Uefa’da sakıncalılar arasında yerini alan ve son iki maçını kendi evinde seyircisiz oynayan ve seyircisinden mahrum olan Fenerbahçe, turları geçmişti. Seyircili oynamanın keyfini yaşadı dün akşam., Ancak basın yolu ve Fenerbahçe Spor kulübü stadyuma giriş yapan her taraftara bir bülten vererek ne kadar Uefa’nın ciddi olduğunu ve yapılacak bir olumsuzluğun takımı ihraç edileceğinden bahsediyordu.Yönetim,teknik direktör,taraftar ve futbolcular herkes çok dikkatliydi dün gece.
Kadıköy-Bağdat caddesi esnafı, tüccarı, emniyeti, de en az Fenerbahçeli sporcular kadar hazırlık içindeydi. Maç öncesi Kızıltoprak mahşer yerini andırıyordu, Çoluk çocuk, genci, ihtiyarı her katmandan taraftar çubuklu formalarını giymiş maça hazırdı. Maçın geç saatte başlaması esnaf için ayrı bir mesai  oluyordu.
Gelelim maça, Lazio bildiğimiz İtalyan takımı… Savunmada çok dikkatliler. Hücümda’da çabuk çoğalıyorlar.

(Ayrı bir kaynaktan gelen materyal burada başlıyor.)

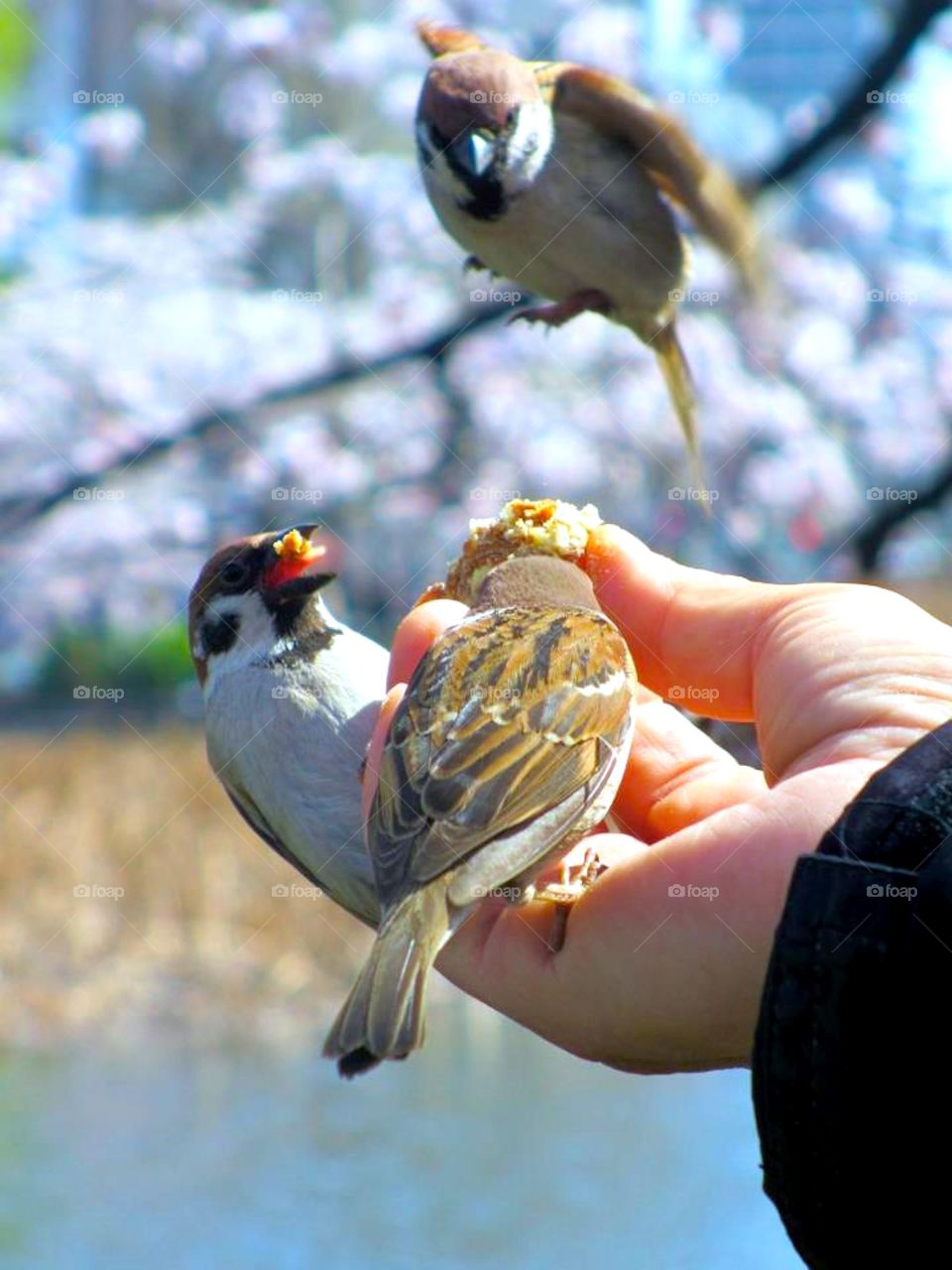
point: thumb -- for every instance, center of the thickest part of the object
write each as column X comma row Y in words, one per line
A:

Pres yapan ve orta sahada çok koşan diri ve saldırgan… Kalecileri ise tam kışkırtıcı… Deplasman takımı nerde oyunu yavaşlatacaklarını, nerde seyirci ile kontak kuracaklarını çok iyi biliyorlar… Mavi ve beyaz formaları ile yeşil çimde pekte afili duruyorlardı.
Ancak dedik ya, Aykut Kocaman dersine iyi çalışmış. Maç başladığında Sakin ayağa top yapan,sabırlı devamlı top bizde kalsın ilkesi ile oynayan bir Fenerbahçe vardı sahada..İleride Webo,Sow ikilisi devamlı yer değiştiriyor,İtalyan takımının dengesini bozuyorlardı.Kuyt ise iki ciğer ile oynuyor devamlı deplase durumundaydı.Orta saha’da oynayan Mehmet Topal,Meireles ve Baroni Fener defansından gelen topları orta sahada organize ataklar hazırlamak için top ile bağlarını çok tutmayarak bir an önce önde oynayan arkadaşlarına atmayı düşünüyorlardı.  lazio takımı geride kapanarak ve orta sahasında geriye gelince, ileride oynayan arkadaşlarını top ile buluşturmakta sıkıntı yaşıyorlardı. Bir uzun topun atıldığı dakikada da Sow’un şutu dışarıya gidiyordu.16. dakika’da Sow’ un şutu direğe takılıyor seyircinin ahları arasında dışarıya gidiyordu. İskoç hakem ilk yarıda Lazio’nun sert futboluna fazla göz yumdu.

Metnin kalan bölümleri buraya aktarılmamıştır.